We present a CLSRIL-23 (Cross Lingual Speech Representations on Indic Languages), a self supervised learning based audio pre-trained model which learns cross
lingual speech representations from raw audio across **23 Indic languages**. It is built on top of wav2vec
2.0 which is solved by training a contrastive task over masked latent speech representations and
jointly learns the quantization of latents shared across all languages.

[Arxiv Link](https://arxiv.org/pdf/2107.07402.pdf)

[Original Repo](https://github.com/Open-Speech-EkStep/vakyansh-models) contains models in fairseq format.

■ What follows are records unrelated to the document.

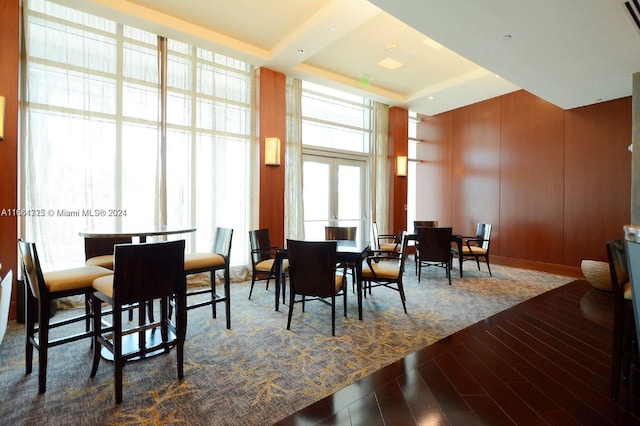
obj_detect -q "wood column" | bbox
[0,0,19,319]
[255,68,286,246]
[388,107,409,235]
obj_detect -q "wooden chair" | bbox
[451,223,491,276]
[606,240,639,401]
[324,226,358,286]
[371,222,400,252]
[249,229,289,303]
[362,231,409,314]
[0,269,13,344]
[184,228,233,329]
[18,240,112,393]
[413,220,438,275]
[91,240,187,403]
[416,226,452,285]
[287,240,347,336]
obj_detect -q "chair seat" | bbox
[91,275,113,299]
[380,243,400,251]
[86,254,113,270]
[43,266,113,293]
[184,253,225,271]
[622,282,632,300]
[452,246,487,255]
[256,259,289,272]
[362,260,399,279]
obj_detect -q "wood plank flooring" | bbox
[277,280,640,426]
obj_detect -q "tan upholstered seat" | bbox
[184,227,233,329]
[362,231,409,314]
[86,254,113,270]
[18,240,113,393]
[43,266,112,293]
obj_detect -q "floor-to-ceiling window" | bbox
[302,82,372,240]
[20,0,253,269]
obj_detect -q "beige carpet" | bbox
[0,263,573,425]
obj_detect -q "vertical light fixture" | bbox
[396,155,408,176]
[264,138,280,166]
[0,96,7,141]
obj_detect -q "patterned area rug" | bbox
[0,263,573,425]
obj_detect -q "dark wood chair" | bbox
[413,220,438,275]
[249,229,289,303]
[606,240,639,401]
[416,226,453,285]
[451,223,491,276]
[371,222,400,252]
[287,240,347,336]
[362,231,409,314]
[184,227,233,329]
[324,226,358,287]
[91,240,187,402]
[18,240,113,393]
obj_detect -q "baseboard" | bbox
[490,255,584,279]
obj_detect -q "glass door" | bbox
[302,155,369,241]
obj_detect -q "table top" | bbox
[80,225,196,238]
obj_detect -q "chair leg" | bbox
[209,270,218,318]
[331,294,336,336]
[38,299,50,393]
[25,290,38,374]
[224,265,231,330]
[398,280,407,314]
[89,297,102,377]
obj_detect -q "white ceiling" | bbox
[62,0,640,115]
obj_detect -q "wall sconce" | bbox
[396,155,408,176]
[264,138,280,166]
[0,96,7,141]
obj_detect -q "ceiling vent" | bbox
[624,0,640,29]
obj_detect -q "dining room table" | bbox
[80,224,196,361]
[274,240,371,320]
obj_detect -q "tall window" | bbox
[302,82,372,240]
[21,0,252,268]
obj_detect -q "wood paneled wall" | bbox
[0,0,20,319]
[417,90,631,268]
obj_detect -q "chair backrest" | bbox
[607,239,629,299]
[18,240,48,299]
[213,227,233,260]
[249,229,271,265]
[0,270,13,343]
[413,220,438,234]
[476,223,491,252]
[287,240,337,297]
[418,226,452,262]
[113,240,186,304]
[84,237,132,260]
[324,226,358,241]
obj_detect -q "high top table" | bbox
[275,241,370,320]
[80,225,196,243]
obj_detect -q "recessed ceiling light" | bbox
[378,58,404,71]
[422,38,444,50]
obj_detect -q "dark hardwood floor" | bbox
[277,280,640,425]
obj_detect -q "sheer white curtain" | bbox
[284,77,304,240]
[371,101,390,234]
[20,0,254,269]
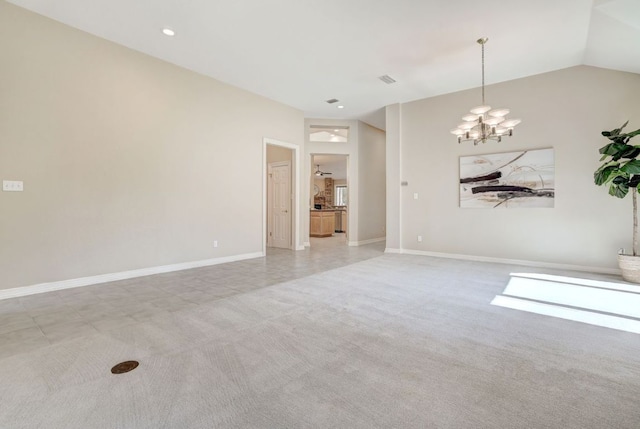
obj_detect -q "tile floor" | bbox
[0,234,384,359]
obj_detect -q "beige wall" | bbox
[356,122,386,241]
[0,2,306,289]
[388,66,640,269]
[267,144,293,164]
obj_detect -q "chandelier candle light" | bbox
[451,37,521,145]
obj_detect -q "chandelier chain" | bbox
[481,43,484,105]
[451,37,521,145]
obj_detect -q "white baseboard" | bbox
[347,237,387,246]
[396,249,620,275]
[0,252,264,300]
[384,247,402,254]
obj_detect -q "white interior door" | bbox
[267,161,291,249]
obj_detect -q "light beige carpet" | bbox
[0,255,640,429]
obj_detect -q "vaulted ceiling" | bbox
[8,0,640,128]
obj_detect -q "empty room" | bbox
[0,0,640,429]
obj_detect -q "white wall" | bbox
[387,66,640,269]
[0,2,308,289]
[267,144,293,164]
[303,119,359,242]
[356,122,386,242]
[385,104,402,252]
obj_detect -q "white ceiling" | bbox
[8,0,640,128]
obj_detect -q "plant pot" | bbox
[618,255,640,283]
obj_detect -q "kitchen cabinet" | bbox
[309,210,335,237]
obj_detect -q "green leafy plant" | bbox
[593,121,640,256]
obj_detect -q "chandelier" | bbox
[451,37,521,145]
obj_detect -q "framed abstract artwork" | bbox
[460,148,555,208]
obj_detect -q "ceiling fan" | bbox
[313,164,333,176]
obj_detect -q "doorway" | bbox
[309,154,349,247]
[267,160,292,249]
[262,138,304,254]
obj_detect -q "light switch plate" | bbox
[2,180,24,192]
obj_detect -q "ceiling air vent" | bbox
[378,74,396,85]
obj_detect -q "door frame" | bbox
[305,152,356,247]
[267,160,293,249]
[262,137,304,255]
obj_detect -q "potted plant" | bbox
[593,121,640,283]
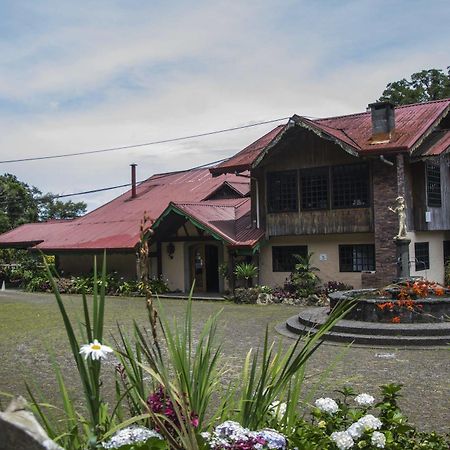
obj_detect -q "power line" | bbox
[0,158,229,206]
[0,117,289,164]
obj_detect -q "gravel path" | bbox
[0,291,450,432]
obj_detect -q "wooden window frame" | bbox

## Languages in the pretraining dataset

| Language  | Data (In Hrs) |
|-----------|---------------|
|  Assamese | 254.9         |
|  Bengali  | 331.3         |
|   Bodo    | 26.9          |
|   Dogri   | 17.1          |
|  English  | 819.7         |
|  Gujarati | 336.7         |
|   Hindi   | 4563.7        |
|  Kannada  | 451.8         |
|  Kashmiri | 67.8          |
|  Konkani  | 36.8          |
|  Maithili | 113.8         |
| Malayalam | 297.7         |
|  Manipuri | 171.9         |
|  Marathi  | 458.2         |
|   Nepali  | 31.6          |
|    Odia   | 131.4         |
|  Punjabi  | 486.05        |
|  Sanskrit | 58.8          |
|  Santali  | 6.56          |
|   Sindhi  | 16            |
|   Tamil   | 542.6         |
|   Telugu  | 302.8         |
|    Urdu   | 259.68        |

## Repo for training:

[Experimentation](https://github.com/Open-Speech-EkStep/vakyansh-wav2vec2-experimentation) platform built on top of fairseq.